= Integrational theory of grammars =

The integrational theory of grammars is the theory of linguistic descriptions that has been developed within the general linguistic approach of integrational linguistics.

==Overview==
Differently from most other approaches in linguistics, integrational linguistics emphasizes a distinction between theories of language and theories of language descriptions. Integrational linguistics has, therefore, developed both a general theory of language, the integrational theory of language, and a theory of linguistic descriptions.

In integrational linguistics, a description of a language is understood as a theory (formulated by the linguist) of the language; similarly, for descriptions of varieties or individual idiolects. Traditionally, grammars are most important among such descriptions, which also include descriptions of (parts of) the variety structure of a language, such as a description of a language's development in time or distribution in geographical space. "Grammar" is here used in a broad sense, covering not only morphological and syntactic but also phonological and semantic descriptions. A description of the lexicon, i.e. a dictionary, is again construed as a theory of its object (Drude 2004). Since the integrational theory of grammars deals with the relation between language descriptions and their objects, it presupposes both the integrational theory of linguistic variability and the integrational theory of language systems.

On an IL view, grammars have three fundamental properties:

1. Ideally, they are empirical axiomatic theories. IL does not propose to replace traditional, non-axiomatic grammars by axiomatic theories.
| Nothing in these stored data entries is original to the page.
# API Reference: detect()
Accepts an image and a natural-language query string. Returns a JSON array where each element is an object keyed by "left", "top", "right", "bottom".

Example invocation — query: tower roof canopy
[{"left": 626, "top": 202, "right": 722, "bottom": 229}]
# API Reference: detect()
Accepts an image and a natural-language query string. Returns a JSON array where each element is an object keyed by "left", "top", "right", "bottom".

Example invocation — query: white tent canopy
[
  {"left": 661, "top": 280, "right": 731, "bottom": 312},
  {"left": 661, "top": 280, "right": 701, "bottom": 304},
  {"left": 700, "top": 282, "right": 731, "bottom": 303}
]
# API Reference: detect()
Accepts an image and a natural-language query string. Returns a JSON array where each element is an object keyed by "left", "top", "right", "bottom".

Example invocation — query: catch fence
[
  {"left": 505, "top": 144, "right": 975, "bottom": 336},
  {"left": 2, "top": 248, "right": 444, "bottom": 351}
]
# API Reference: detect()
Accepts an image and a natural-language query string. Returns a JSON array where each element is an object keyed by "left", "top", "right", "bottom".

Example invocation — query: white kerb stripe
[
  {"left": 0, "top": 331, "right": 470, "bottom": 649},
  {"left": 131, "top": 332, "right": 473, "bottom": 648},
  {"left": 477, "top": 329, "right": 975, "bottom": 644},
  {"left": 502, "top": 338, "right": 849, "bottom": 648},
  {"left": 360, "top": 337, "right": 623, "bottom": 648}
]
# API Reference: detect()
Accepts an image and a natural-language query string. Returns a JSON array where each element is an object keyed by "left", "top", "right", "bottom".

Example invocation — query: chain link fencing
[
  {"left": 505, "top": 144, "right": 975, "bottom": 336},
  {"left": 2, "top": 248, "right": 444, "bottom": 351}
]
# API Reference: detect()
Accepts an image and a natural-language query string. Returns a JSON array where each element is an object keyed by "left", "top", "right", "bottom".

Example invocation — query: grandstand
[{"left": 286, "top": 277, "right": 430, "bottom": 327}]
Rather, an axiomatic format for grammars is seen as an ideal reference-point for non-axiomatic, declarative grammars that allows for a more stringent formulation of such grammars, a formulation that avoids inconsistencies and circularities without having explicit resort to axiomatization. The empirical basis of grammars is ultimately seen in acts of communication on the one hand and mental states and events on the other: it is such acts or states and events that directly or indirectly provide the data for a grammar.
2. Grammars are to be formulated so as to account for language variability both within and between languages, i.e., they must presuppose a theory of linguistic variability.
3. They are formulated "in terms of" a theory of language: a grammar includes terms, definitions, assumptions, and theorems from a theory of language that is presupposed in the grammar. These are used in the grammar (i) to provide descriptive terms for categories and other entities of the language under description, and (ii) to interact with terms, definitions, assumptions, and theorems that are specific to the grammar.

Typically, the axioms and theorems of a grammar of a language or language variety are formulated as universal implications over the systems of the idiolects in the given language or variety. For example, a traditional statement on a language variety, such as

hack "taxi" is a noun in Colloquial American English.
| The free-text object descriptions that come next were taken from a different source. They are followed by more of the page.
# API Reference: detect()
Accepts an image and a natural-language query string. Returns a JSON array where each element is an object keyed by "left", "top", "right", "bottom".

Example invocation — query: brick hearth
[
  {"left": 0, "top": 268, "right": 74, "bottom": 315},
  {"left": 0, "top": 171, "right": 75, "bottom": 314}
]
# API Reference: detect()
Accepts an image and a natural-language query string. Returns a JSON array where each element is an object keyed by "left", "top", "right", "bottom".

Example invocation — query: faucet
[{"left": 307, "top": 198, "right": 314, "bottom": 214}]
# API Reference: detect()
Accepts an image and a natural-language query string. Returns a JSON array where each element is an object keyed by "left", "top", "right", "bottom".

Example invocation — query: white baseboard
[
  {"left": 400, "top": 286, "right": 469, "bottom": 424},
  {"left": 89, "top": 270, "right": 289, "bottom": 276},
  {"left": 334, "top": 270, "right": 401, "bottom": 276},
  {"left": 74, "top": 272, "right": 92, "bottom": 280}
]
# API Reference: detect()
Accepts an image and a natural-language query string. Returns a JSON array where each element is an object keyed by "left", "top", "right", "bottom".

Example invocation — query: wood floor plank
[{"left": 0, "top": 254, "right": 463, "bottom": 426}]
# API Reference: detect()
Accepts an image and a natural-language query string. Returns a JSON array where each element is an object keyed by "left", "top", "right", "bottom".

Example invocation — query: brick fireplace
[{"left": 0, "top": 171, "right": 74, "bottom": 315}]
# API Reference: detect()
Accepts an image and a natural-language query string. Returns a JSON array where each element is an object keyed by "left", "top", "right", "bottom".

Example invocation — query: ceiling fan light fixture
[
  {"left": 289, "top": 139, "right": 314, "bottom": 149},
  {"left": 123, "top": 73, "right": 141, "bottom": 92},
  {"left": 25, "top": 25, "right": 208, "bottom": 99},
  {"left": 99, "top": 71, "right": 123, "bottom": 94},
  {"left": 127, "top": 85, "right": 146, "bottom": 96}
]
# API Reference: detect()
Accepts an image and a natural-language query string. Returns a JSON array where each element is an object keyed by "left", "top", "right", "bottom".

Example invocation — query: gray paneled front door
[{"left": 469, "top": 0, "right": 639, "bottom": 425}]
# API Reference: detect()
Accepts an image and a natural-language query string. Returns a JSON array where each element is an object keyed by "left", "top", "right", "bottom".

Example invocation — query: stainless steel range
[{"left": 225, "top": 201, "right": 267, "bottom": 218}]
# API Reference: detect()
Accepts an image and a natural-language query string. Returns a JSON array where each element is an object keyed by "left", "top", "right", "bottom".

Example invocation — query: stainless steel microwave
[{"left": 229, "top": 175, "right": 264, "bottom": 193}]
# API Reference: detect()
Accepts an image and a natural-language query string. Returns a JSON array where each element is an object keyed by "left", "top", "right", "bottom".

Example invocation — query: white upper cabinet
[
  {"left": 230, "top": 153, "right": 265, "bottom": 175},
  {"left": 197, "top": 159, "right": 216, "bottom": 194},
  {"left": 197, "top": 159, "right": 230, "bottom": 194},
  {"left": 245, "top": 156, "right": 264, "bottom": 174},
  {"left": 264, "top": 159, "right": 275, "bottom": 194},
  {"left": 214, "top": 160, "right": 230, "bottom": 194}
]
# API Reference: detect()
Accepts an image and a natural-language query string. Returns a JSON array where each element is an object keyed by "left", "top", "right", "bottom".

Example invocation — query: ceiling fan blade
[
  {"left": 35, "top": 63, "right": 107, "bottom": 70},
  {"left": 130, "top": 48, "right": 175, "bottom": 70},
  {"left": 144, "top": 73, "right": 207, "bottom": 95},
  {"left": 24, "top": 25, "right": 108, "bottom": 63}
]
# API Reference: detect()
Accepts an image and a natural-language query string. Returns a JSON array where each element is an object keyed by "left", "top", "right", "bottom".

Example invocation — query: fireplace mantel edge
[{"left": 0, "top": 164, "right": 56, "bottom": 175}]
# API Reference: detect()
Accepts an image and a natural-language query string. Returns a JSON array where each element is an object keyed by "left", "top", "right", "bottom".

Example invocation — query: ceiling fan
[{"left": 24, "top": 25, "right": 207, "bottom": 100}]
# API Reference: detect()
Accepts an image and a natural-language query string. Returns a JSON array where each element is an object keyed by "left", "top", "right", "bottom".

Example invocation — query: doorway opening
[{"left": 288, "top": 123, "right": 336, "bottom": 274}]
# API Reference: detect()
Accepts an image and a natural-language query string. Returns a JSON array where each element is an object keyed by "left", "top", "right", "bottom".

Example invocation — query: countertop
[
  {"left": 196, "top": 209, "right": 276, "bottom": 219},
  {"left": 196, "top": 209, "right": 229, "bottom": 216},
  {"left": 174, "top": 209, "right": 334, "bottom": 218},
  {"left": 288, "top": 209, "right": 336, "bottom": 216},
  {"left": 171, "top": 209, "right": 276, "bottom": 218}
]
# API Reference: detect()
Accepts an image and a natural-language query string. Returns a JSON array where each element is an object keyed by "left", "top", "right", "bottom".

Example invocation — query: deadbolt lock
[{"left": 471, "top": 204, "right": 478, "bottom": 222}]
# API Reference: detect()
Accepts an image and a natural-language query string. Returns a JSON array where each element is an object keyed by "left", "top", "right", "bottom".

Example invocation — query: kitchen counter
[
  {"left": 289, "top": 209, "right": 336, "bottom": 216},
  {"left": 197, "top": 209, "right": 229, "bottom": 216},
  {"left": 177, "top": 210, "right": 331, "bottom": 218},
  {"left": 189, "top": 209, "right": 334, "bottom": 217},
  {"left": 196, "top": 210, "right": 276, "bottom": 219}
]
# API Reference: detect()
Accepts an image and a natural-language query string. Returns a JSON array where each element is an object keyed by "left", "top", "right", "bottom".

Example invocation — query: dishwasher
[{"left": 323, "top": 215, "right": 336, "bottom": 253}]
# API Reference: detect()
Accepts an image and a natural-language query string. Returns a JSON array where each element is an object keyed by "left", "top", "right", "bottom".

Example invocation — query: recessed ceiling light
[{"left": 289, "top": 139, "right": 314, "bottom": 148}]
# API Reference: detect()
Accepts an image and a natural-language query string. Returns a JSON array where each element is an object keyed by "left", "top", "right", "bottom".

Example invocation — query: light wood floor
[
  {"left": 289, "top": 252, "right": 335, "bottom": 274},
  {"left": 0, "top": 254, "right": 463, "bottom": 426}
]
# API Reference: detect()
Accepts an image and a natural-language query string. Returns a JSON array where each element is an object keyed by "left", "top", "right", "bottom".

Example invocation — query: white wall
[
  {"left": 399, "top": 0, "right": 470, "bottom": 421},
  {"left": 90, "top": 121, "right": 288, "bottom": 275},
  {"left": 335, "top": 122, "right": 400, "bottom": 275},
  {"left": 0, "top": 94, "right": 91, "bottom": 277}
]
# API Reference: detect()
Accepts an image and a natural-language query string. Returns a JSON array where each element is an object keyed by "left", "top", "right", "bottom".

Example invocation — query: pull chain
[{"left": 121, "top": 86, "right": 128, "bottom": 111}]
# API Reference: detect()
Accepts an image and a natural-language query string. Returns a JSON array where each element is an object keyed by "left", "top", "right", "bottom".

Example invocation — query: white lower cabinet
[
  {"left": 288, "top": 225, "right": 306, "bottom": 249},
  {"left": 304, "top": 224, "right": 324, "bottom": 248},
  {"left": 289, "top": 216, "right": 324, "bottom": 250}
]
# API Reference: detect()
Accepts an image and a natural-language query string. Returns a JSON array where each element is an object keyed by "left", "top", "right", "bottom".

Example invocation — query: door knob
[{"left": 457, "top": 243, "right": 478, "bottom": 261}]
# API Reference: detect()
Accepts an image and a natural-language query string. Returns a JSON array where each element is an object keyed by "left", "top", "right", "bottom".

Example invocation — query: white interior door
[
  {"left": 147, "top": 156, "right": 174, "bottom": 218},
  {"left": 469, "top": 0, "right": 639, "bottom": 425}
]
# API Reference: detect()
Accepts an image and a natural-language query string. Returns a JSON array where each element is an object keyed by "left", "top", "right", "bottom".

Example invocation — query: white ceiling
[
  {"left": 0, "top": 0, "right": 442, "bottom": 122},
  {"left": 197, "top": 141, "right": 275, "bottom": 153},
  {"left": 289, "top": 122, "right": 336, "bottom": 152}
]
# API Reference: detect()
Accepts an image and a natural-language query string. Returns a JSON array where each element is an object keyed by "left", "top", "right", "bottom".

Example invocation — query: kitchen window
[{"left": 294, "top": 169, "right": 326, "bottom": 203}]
is construed as equivalent to

For all S: If S is a system of some element of Colloquial American English, then <hack, "taxi"> is an element of Noun-of-S.

which may be a sentence of a grammar that contains "Colloquial American English" as an axiomatic constant, denoting a certain subset of English.

Generally, an integrational grammar is not an algorithm but a "declarative" theory: its formulae have the form of statements; thus, the grammar's axioms and theorems can be understood directly as statements on the language, variety or idiolect described by the grammar. Excepting the language needed for formulating the semantic part of a grammar, integrational grammars may be formulated using an appropriate version of set theory.